3. **Convert GeoJSON → canonical JSON** via the in-repo converter. It reads both GeoJSON files, applies the filter knobs documented in the script header, normalizes country names to ISO 3166-1 alpha-2 via `pycountry`, and emits the operator-shape envelope:
   ```bash
   pip3 install pycountry  # one-time
   GEM_GAS_GEOJSON=/tmp/gem-gis/gas/GEM-GGIT-Gas-Pipelines-YYYY-MM.geojson \
   GEM_OIL_GEOJSON=/tmp/gem-gis/oil/GEM-GOIT-Oil-NGL-Pipelines-YYYY-MM.geojson \
   GEM_DOWNLOADED_AT=YYYY-MM-DD \
   GEM_SOURCE_VERSION="GEM-GGIT-YYYY-MM+GOIT-YYYY-MM" \
   python3 scripts/_gem-geojson-to-canonical.py > /tmp/gem-pipelines.json 2> /tmp/gem-drops.log
   cat /tmp/gem-drops.log  # inspect drop counts before merging
   ```

   Filter knob defaults (in `scripts/_gem-geojson-to-canonical.py`):
   - `MIN_LENGTH_KM_GAS = 750` (trunk-class only)
   - `MIN_LENGTH_KM_OIL = 400` (trunk-class only)
   - `ACCEPTED_STATUS = {operating, construction}`
   - Capacity unit conversions: bcm/y native; MMcf/d, MMSCMD, mtpa, m3/day, bpd, Mb/d, kbd → bcm/y (gas) or bbl/d (oil)

   These thresholds were tuned empirically against the 2025-11/2025-03 release to land at ~250-300 entries per registry. Adjust if a future release shifts the volume distribution.

4. **Dry-run** to inspect candidate counts before touching the registry:
   ```bash
   GEM_PIPELINES_FILE=/tmp/gem-pipelines.json node scripts/import-gem-pipelines.mjs --print-candidates \
     | jq '{ gas: (.gas | length), oil: (.oil | length) }'
   ```

5. **Merge** into `scripts/data/pipelines-{gas,oil}.json` (writes both atomically — validates both before either is touched on disk):
   ```bash
   GEM_PIPELINES_FILE=/tmp/gem-pipelines.json node scripts/import-gem-pipelines.mjs --merge
   ```
   Spot-check 5-10 random GEM-sourced rows in the diff before committing — known major trunks (Druzhba, Nord Stream, Keystone, TAPI, Centro Oeste) are good sanity-check anchors.

6. **Commit** the data + record provenance.
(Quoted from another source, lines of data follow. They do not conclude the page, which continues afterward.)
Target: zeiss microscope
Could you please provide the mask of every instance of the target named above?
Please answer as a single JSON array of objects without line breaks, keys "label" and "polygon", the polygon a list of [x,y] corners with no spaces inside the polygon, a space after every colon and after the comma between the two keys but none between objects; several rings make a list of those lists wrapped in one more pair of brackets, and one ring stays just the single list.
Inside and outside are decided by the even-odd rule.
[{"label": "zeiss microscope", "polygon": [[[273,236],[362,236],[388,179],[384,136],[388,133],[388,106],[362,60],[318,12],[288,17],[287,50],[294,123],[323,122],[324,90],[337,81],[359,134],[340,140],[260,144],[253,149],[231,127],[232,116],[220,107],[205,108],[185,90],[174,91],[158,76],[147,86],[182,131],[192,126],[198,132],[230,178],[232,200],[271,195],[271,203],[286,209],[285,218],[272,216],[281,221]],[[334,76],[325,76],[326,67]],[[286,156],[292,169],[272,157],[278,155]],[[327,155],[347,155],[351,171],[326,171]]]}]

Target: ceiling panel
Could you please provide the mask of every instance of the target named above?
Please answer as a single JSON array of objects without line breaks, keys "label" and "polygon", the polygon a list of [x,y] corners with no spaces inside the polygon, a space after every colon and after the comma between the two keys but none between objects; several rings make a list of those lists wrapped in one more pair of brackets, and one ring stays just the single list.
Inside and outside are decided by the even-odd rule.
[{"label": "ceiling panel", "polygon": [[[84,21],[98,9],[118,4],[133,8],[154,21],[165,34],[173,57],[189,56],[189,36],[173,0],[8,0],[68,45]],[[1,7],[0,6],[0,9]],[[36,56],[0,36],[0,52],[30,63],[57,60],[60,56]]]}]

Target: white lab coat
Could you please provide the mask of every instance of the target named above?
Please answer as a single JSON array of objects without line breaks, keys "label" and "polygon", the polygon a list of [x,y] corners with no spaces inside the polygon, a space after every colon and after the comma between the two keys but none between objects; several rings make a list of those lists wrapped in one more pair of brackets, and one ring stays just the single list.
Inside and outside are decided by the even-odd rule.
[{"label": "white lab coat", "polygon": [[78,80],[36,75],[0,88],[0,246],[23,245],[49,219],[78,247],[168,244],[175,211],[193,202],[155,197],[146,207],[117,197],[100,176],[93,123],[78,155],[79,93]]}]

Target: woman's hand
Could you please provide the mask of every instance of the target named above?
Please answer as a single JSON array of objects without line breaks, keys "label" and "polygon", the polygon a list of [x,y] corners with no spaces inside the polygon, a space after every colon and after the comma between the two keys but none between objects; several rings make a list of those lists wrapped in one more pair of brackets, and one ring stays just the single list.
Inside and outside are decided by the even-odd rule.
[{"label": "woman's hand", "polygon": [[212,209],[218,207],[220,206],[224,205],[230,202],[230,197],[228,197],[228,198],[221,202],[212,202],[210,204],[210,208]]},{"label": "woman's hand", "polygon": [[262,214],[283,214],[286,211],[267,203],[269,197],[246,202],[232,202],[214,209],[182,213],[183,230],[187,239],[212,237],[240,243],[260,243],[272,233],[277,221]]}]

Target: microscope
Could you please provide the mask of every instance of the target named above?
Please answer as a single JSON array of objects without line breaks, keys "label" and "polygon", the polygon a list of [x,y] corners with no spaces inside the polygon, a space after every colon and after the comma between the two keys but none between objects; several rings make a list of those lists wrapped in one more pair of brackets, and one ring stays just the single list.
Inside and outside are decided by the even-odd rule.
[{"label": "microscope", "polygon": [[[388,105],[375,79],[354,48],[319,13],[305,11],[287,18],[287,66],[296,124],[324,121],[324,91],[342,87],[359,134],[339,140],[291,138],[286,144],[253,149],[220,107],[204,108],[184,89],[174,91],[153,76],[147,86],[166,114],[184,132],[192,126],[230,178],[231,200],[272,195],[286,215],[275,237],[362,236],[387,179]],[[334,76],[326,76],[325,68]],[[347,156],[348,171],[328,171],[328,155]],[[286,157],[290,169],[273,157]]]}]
Per-release SHA256s go in the commit message so future audits can verify reproducibility:
   ```bash
   shasum -a 256 ~/Downloads/GEM-GGIT-Gas-Pipelines-YYYY-MM.xlsx \
                  ~/Downloads/GEM-GOIT-Oil-NGL-Pipelines-YYYY-MM.xlsx
   ```
   If the row count crosses a threshold, also bump `MIN_PIPELINES_PER_REGISTRY` in `scripts/_pipeline-registry.mjs` so future partial re-imports fail loud rather than silently halving the registry.

7. **Verify** `npm run test:data` is green before pushing.

### Failure modes and what to do

| Symptom | Cause | Fix |
|---|---|---|
| Converter exits with `GEM_GAS_GEOJSON env vars are required` | Env vars not set | Re-run with both `GEM_GAS_GEOJSON` and `GEM_OIL_GEOJSON` pointed at the unzipped `.geojson` files |
| Many rows dropped on `country:Foo|Bar` | New country name GEM uses isn't in `pycountry` or the alias table | Add the alias to `COUNTRY_ALIASES` in `scripts/_gem-geojson-to-canonical.py` |
| Many rows dropped on `no_capacity` with a unit we haven't seen | GEM added a capacity unit | Add the conversion factor to `gas_capacity()` or `oil_capacity()` in the converter |
| Parser throws `schema drift — pipelines[i] missing column "X"` | GEM renamed a column between releases | The parser will name the missing column; map it back in the converter and re-run |
| `validateRegistry` rejects the merged registry | Almost always: count below `MIN_PIPELINES_PER_REGISTRY`, or an evidence-source not in the whitelist | Inspect the merged JSON; if the row drop is real, lower the floor; if a row's evidence is malformed, fix the converter |
| Net adds drop precipitously between releases | GEM removed a tracker subset, OR the dedup is over-matching | Run `--print-candidates` and diff against the prior quarter's output; adjust the haversine/Jaccard knobs in `scripts/_pipeline-dedup.mjs` if needed |

## Corrections

See [`/corrections`](/corrections) for the planned revision-log shape
and submission policy. Spot a wrong status? Open a GitHub issue at the
[public repository](https://github.com/koala73/worldmonitor/issues).
Corrections are handled manually today and will flow through the
automated `override`-trigger path once the classifier ships.